Previously the Governor proposed that the Indian Parliament could set inflation targets for the RBI to follow. The apex bank wishes to hold itself accountable to the elected representatives of the people. The Indian Parliament is already responsible for fiscal management where targets are set according to the Fiscal Responsibility Budgetary Management (FRBM) with marginal success and in all likelihood may do the same on the monetary front for Inflation Targeting. There is much debate on whether this is feasible or if such a move is counterproductive. Any false move to target and control inflation may increase unemployment according to one theory spurring recessionary fears and exacerbate pessimistic expectations.  Ironically the Governor at the Mumbai meet was referring to the very same pessimism but justifies the apex bank’s reluctance of lowering interest rates on behalf of the common man.
While the Governor may have his own theory there is no denial that the RBI and the Government tend to look at inflation figures differently. The RBI has for so long regarded the Consumer Price Index (CPI) as the benchmark for any decision making. The government has been highlighting inflation as measured by the Wholesale Price Index (WPI). The WPI has for a long time been considered as headline inflation rate which generally shows a lower inflation rate as it is closer to the producer price index. While internationally consumer price index is the standard measurement of Inflation, India despite having multiple consumer price indices chose WPI as the standard headline inflation. This is also necessary to build its case against the insistence of the RBI to maintain status quo over interest rates.

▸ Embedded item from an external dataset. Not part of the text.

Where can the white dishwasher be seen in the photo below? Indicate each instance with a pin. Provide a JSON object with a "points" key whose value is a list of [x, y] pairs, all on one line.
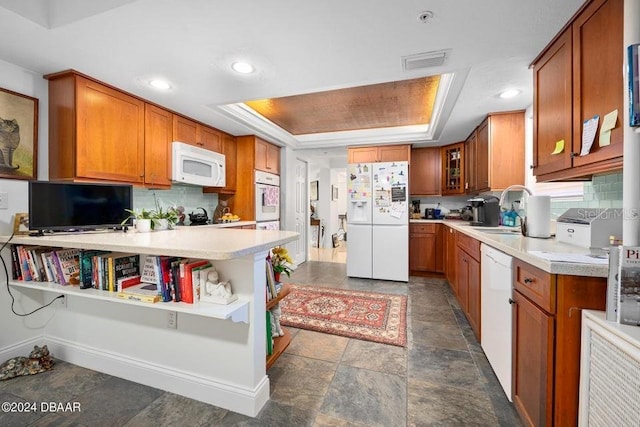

If the Indian Parliament set inflation targets for the RBI to follow there may be no way out for the latter to offer resistance which it has been doing till date. The RBI is an institution which is neither prone to pressure or appeasement. It is well aware of the dangers that runaway inflation can cause on the economy and society. A coordinated effort between the Government and the RBI is the need of the hour. One is an expert on monetary policy whose expertise is invaluable, the other is the policy formulating authority whose policies have far reaching consequences. By offering fig leaf to the Indian Parliament the RBI would have to bow down to its dictates. If it leads to a peaceful coexistence and collaboration between the RBI and the Indian Parliament then such submission is applauded but if it leads to the subjugation of the RBI as the monetary authority it may not augur well for the country’s monetary policies.